By contrast, our legal system – especially as it seeks to address disputes among individuals – remains entrenched in paradigm almost wholly rooted in the past (precedent) and oriented towards blaming external forces (judgment/liability) when things go wrong.  This orientation to problem solving, save for fleeting moments of gratification in response to a favorable court “judgment,” almost invariably leaves the participants unfulfilled, and does little to help our society evolve in ways that may lead us back to sustainability.

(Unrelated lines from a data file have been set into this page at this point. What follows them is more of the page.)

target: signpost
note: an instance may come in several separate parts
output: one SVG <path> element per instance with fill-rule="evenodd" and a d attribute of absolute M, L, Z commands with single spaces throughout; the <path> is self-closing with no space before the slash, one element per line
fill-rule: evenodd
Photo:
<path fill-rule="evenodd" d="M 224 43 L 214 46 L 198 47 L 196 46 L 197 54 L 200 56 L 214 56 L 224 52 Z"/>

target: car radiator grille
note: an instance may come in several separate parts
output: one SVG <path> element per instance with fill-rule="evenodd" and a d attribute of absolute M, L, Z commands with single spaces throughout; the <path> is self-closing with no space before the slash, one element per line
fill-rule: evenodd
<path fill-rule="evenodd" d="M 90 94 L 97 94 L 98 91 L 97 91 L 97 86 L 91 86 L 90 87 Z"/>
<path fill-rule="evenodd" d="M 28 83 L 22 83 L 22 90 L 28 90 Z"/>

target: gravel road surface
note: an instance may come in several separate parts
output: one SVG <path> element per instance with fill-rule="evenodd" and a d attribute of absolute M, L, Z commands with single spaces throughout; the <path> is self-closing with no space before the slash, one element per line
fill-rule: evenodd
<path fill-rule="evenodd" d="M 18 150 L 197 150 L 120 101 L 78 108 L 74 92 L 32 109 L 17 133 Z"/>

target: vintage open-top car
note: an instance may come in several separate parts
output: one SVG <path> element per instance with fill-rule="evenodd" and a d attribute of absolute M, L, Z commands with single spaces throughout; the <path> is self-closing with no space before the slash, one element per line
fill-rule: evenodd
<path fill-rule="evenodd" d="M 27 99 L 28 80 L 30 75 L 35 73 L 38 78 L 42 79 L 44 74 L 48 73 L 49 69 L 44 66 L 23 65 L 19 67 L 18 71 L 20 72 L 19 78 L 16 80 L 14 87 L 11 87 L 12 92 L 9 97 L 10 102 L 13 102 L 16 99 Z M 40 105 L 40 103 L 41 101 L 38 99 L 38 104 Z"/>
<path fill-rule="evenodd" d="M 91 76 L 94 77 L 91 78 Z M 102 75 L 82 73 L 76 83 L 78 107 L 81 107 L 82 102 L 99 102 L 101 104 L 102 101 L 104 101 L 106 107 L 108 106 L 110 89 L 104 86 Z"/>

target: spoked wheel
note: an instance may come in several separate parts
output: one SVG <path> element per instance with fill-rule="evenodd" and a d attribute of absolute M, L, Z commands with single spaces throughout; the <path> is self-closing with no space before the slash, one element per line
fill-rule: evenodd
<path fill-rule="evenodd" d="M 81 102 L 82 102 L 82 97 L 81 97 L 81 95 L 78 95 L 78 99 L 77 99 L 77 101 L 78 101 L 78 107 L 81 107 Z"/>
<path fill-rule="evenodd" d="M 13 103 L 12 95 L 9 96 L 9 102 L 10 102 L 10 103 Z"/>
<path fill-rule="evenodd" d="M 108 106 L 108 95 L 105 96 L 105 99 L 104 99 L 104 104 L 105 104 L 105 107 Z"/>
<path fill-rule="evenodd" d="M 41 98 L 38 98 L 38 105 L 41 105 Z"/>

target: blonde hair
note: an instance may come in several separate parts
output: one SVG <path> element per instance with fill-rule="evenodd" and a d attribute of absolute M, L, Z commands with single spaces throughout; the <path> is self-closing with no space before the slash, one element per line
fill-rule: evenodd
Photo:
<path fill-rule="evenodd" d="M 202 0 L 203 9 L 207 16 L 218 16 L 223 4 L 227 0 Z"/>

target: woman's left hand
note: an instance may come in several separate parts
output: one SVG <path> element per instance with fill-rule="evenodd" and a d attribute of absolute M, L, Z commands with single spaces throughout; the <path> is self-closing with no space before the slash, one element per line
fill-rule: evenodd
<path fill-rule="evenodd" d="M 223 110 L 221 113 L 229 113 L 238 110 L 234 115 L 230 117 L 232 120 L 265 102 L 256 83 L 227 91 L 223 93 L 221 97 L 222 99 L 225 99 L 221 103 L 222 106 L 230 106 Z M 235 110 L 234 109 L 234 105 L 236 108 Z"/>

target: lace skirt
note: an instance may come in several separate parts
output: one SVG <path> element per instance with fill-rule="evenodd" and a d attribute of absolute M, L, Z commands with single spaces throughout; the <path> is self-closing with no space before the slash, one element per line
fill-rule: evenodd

I work in an effort to infuse our legal system with a new paradigm which, I believe, is necessary to help us evolve as individuals and as a society.  In the context of legal issues or disputes in which you might be involved, or professional challenges you may be facing as a practicing attorney, my work will place an emphasis on coming to better understand your present reality.  We will examine the extent to which learned conditioning – largely in the form of how things “should” be – has clouded perception and, in many cases, contributed to undesirable life situations.

The result of our work together will be heightened self-awareness and inner peace.  The manifestation of this inner work will lead to improvement in your personal and professional lives, and often will also lead to the discovery of more creative solutions to your legal issues proving far more constructive than procedures and remedies currently afforded by our contemporary legal system.